Hiszpanie wyprzedzili PKO BP

Część zapowiadanych głośno fuzji to echo globalnych zmian w bankowości światowej, część jest efektem kłopotów finansowych międzynarodowych grup kapitałowych, które - ratując spółki-matki - pozbywają się dość dobrze prosperujących spółek na rynkach wschodzących, w tym właśnie w Polsce.

Reklama

W ten sposób zniknie z polskiego rynku AIG Bank, do którego zakupu przymierzał się niedawno rdzennie polski PKO BP. Kupuje go jednak hiszpański Santander - jeśli oczywiście Komisja Nadzoru Finansowego nie wstrzyma planowanej transakcji. Na rynku pojawić się ma nowy bank - wciąż nie ogłoszono jego oficjalnej nazwy - w którym udziały obu grup, Santandera i AIG, wyniosą odpowiednio 70 proc. i 30 proc.

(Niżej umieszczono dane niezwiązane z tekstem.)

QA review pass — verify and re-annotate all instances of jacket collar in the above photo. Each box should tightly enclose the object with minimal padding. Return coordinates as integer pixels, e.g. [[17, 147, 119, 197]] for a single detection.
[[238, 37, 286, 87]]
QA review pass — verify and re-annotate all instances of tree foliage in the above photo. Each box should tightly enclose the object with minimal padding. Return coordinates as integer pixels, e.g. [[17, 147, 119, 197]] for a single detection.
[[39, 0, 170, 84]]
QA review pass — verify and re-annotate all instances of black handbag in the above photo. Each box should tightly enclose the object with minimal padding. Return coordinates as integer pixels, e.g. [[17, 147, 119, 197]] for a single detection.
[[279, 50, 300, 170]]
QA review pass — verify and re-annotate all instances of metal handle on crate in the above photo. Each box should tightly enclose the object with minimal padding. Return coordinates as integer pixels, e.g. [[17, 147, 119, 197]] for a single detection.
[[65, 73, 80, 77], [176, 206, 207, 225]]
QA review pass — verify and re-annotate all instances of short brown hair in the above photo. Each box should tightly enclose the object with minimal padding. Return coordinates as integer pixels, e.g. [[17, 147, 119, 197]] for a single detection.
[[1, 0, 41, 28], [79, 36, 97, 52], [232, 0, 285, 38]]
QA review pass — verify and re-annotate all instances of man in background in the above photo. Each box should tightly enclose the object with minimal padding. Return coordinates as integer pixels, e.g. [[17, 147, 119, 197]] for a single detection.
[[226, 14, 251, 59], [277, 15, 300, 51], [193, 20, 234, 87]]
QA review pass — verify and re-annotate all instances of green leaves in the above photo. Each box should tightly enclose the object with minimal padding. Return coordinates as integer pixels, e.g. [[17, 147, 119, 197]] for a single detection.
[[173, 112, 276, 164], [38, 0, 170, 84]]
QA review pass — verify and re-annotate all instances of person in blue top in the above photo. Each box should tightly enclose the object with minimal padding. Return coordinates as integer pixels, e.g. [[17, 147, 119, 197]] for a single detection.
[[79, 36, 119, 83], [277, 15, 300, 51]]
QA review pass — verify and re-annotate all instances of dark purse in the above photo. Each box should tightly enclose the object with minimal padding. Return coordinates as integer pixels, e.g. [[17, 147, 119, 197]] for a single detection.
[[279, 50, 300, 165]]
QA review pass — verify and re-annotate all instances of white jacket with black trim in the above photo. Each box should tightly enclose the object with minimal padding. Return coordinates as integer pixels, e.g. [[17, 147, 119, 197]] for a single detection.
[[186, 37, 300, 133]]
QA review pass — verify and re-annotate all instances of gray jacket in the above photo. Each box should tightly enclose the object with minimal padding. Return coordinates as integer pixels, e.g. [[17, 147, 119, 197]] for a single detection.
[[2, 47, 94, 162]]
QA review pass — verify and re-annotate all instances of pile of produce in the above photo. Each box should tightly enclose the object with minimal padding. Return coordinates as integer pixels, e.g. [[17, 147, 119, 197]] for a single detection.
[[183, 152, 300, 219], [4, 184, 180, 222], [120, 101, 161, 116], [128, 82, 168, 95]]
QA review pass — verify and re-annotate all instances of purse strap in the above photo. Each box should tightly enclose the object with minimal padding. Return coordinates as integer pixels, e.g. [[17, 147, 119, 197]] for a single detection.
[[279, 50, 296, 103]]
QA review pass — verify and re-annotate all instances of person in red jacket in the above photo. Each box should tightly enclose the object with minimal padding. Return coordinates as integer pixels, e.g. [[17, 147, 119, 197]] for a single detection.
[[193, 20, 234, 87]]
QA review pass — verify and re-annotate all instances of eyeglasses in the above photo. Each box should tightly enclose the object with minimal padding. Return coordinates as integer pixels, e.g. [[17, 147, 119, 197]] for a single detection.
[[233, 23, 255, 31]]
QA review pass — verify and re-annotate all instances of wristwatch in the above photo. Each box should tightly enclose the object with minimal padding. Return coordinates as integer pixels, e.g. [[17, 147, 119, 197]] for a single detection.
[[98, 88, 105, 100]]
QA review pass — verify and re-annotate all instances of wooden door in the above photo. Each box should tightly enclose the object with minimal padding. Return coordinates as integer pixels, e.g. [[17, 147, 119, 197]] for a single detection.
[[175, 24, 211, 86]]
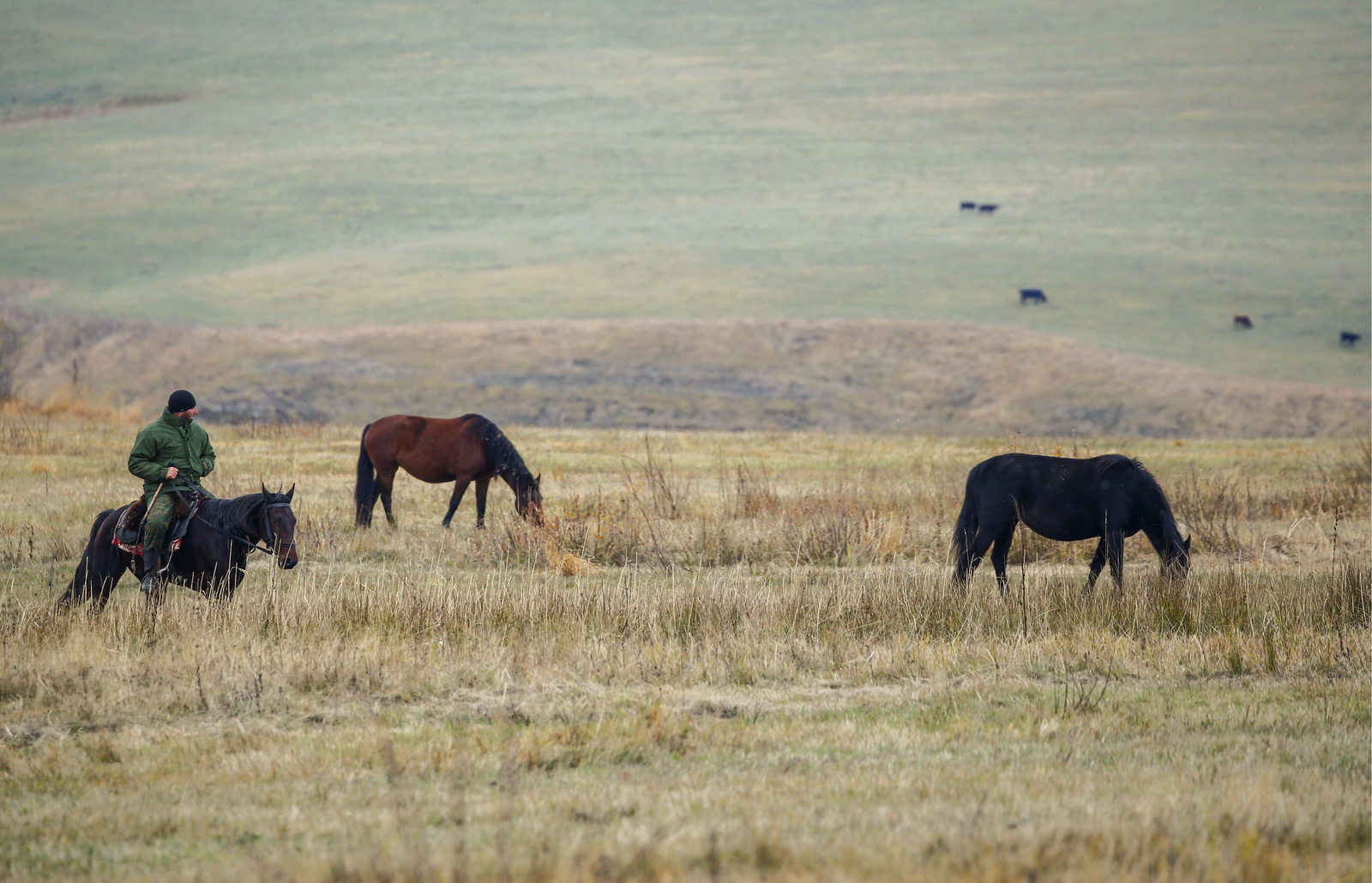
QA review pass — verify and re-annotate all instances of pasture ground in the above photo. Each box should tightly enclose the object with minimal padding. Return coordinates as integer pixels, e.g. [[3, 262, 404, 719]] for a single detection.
[[0, 0, 1372, 389], [0, 411, 1372, 881]]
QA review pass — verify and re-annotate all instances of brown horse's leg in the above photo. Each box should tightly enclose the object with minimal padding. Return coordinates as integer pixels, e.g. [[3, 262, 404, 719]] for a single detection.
[[443, 478, 472, 528], [372, 472, 395, 528], [476, 478, 491, 528]]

Połączona spółka będzie miała 250 oddziałów, jej portfel kredytowy wyniesie 3,5 mld euro. Depozyty natomiast zamkną się kwotą 750 mln euro. Nowa instytucja finansowa w założeniach planerów fuzji stanie się jednym z największych graczy na rynku bankowości konsumenckiej. Przede wszystkim dlatego, że Santander przekaże swoje doświadczenie w kredytowaniu zakupu aut - w tej chwili ma 30 proc. rynku w Polsce. AIG natomiast wniesie w wianie wysoką pozycję w segmencie kredytów gotówkowych, kart kredytowych i depozytów.

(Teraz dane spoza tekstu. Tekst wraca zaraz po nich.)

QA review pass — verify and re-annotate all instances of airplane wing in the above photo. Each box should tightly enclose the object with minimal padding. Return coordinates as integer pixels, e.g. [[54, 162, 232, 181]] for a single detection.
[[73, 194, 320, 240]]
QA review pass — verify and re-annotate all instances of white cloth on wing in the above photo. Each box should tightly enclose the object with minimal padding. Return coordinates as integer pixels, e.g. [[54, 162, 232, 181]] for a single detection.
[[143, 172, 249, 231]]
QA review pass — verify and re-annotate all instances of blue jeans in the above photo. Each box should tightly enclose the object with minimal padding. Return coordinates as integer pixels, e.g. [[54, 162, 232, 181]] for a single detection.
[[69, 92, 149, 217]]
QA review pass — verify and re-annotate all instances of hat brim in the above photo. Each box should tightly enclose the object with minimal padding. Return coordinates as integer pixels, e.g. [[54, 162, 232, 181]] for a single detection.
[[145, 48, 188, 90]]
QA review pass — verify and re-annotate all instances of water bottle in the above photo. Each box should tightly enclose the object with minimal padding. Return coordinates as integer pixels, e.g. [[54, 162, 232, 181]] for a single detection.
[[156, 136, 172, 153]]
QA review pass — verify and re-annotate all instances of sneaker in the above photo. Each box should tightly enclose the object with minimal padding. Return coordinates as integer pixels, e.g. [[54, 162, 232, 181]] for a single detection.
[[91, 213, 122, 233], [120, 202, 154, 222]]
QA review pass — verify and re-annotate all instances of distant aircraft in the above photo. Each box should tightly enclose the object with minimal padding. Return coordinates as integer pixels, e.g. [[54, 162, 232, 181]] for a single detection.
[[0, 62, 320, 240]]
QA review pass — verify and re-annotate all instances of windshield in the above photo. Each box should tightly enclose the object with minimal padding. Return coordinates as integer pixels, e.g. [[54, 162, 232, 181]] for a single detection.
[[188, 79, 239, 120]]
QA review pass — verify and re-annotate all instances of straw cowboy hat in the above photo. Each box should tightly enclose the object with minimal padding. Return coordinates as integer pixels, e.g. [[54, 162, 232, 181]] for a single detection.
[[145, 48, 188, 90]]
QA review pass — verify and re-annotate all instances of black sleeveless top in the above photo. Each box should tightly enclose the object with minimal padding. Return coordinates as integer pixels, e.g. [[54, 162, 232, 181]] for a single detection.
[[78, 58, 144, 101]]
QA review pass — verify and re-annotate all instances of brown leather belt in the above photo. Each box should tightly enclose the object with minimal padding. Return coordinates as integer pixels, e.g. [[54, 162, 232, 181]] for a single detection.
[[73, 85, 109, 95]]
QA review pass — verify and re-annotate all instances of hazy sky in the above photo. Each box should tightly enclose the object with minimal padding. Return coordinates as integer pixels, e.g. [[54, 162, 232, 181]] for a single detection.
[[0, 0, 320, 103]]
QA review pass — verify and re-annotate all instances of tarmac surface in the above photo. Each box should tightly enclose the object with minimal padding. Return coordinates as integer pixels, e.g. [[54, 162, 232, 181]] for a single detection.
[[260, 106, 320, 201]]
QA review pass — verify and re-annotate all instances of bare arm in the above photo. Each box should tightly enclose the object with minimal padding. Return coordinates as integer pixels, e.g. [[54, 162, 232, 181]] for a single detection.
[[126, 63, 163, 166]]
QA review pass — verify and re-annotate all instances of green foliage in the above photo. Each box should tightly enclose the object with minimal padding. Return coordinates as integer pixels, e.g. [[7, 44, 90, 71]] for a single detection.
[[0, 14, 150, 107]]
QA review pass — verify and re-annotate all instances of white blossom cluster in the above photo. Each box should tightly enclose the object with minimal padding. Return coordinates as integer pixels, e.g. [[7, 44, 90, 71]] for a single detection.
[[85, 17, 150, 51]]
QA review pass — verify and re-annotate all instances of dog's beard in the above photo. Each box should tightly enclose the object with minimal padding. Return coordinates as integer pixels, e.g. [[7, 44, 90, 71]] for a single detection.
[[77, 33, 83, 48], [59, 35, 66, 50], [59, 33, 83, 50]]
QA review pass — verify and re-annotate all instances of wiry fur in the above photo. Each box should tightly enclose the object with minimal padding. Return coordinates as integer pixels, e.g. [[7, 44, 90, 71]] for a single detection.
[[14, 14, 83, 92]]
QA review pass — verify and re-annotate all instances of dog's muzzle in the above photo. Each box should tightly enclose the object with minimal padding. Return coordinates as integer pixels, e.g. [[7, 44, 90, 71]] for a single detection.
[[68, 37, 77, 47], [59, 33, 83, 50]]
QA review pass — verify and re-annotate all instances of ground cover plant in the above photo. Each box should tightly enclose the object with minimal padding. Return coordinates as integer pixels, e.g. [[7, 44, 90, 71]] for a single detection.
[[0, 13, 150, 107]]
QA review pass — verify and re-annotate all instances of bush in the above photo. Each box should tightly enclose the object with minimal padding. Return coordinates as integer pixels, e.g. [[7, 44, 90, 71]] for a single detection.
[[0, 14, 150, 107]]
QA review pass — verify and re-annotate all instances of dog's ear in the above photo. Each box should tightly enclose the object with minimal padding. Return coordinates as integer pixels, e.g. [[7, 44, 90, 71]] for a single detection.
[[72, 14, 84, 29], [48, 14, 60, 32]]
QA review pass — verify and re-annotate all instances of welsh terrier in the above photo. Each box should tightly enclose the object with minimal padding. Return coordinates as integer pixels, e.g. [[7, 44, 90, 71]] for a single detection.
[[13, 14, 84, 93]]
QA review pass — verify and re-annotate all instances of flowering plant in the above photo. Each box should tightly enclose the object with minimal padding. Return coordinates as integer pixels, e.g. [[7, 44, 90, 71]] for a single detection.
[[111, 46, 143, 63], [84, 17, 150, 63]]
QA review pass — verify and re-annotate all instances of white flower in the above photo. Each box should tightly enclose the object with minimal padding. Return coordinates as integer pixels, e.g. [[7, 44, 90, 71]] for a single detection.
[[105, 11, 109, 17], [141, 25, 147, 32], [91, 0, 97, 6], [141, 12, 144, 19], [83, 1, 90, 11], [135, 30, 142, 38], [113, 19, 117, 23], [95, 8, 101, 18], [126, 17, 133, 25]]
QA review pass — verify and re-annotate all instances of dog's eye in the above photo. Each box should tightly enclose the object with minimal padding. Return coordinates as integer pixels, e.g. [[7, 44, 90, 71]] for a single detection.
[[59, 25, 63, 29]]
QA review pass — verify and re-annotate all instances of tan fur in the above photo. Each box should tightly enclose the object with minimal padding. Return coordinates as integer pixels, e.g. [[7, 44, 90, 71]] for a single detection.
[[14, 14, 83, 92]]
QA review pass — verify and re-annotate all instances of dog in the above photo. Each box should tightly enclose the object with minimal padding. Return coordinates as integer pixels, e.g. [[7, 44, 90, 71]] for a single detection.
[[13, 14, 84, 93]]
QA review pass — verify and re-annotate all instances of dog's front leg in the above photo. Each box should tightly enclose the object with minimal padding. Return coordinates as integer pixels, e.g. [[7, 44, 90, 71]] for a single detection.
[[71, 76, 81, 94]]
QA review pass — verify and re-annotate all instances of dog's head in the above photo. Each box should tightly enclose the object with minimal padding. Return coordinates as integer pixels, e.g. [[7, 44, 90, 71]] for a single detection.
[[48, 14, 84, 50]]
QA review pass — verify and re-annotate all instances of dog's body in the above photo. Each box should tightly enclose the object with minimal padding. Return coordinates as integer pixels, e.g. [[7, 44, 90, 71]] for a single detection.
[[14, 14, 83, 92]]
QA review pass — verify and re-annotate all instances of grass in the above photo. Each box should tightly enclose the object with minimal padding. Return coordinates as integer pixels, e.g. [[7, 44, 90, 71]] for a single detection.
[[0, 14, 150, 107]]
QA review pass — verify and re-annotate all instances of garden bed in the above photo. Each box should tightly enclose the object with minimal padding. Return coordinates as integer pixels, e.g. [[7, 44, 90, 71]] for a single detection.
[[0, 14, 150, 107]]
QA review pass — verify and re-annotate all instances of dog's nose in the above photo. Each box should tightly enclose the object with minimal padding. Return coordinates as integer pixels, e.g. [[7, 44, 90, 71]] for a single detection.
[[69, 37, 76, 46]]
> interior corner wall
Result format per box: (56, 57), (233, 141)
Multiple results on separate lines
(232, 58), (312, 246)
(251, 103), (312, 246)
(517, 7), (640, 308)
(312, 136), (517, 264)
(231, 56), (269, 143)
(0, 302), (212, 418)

Echo kontynentalnej akwizycji

Również banki BPH i GE Money Bank zapowiadają połączenie w tym roku i zrealizowanie strategii wejścia do czołówki banków uniwersalnych w Polsce.

Historia połączenia obu banków jest wyjątkowo dramatyczna i sięga kontynentalnej fuzji grup UniCredit oraz HVB, która była jedną z największych akwizycji w globalnych finansach w tym wieku. W wyniku przejęcia przed dwoma laty przez włoski bank austriackiej grupy finansowej na polskim rynku doszło do wykupienia akcji banku BPH przez należący do Włochów bank Pekao. Jednak nie cały BPH został przejęty przez UniCredit - mniejsza część banku została sprzedana GE Money Bankowi. I dopiero teraz oba banki deklarują gotowość do pełnego połączenia.

Bank BPH i GE Money Bank informują, że są na dobrej drodze do połączenia w IV kwartale 2009 r., pod warunkiem uzyskania zgody KNF. GE Capital Global Banking potwierdził też przekonanie o dobrych perspektywach polskiego rynku oraz zamiar budowy jednego z wiodących banków uniwersalnych.

- Jesteśmy zadowoleni z postępów przygotowań do integracji obu banków, która zbliży nas do osiągnięcia pozycji w pierwszej piątce banków na polskim rynku - mówi Robert Green, dyrektor finansowy GE Capital Global Banking. - Pozycja GE Money Banku w consumer finance w połączeniu z silną marką banku BPH oraz jego doświadczeniem w bankowości uniwersalnej, w segmentach: detalicznym, MŚP i klientów korporacyjnych, już teraz stanowią bardzo dobrą kombinację. Pomimo trudnej sytuacji makroekonomicznej wierzymy w polską gospodarkę i jesteśmy przekonani, że nasze perspektywy na tym rynku są bardzo obiecujące.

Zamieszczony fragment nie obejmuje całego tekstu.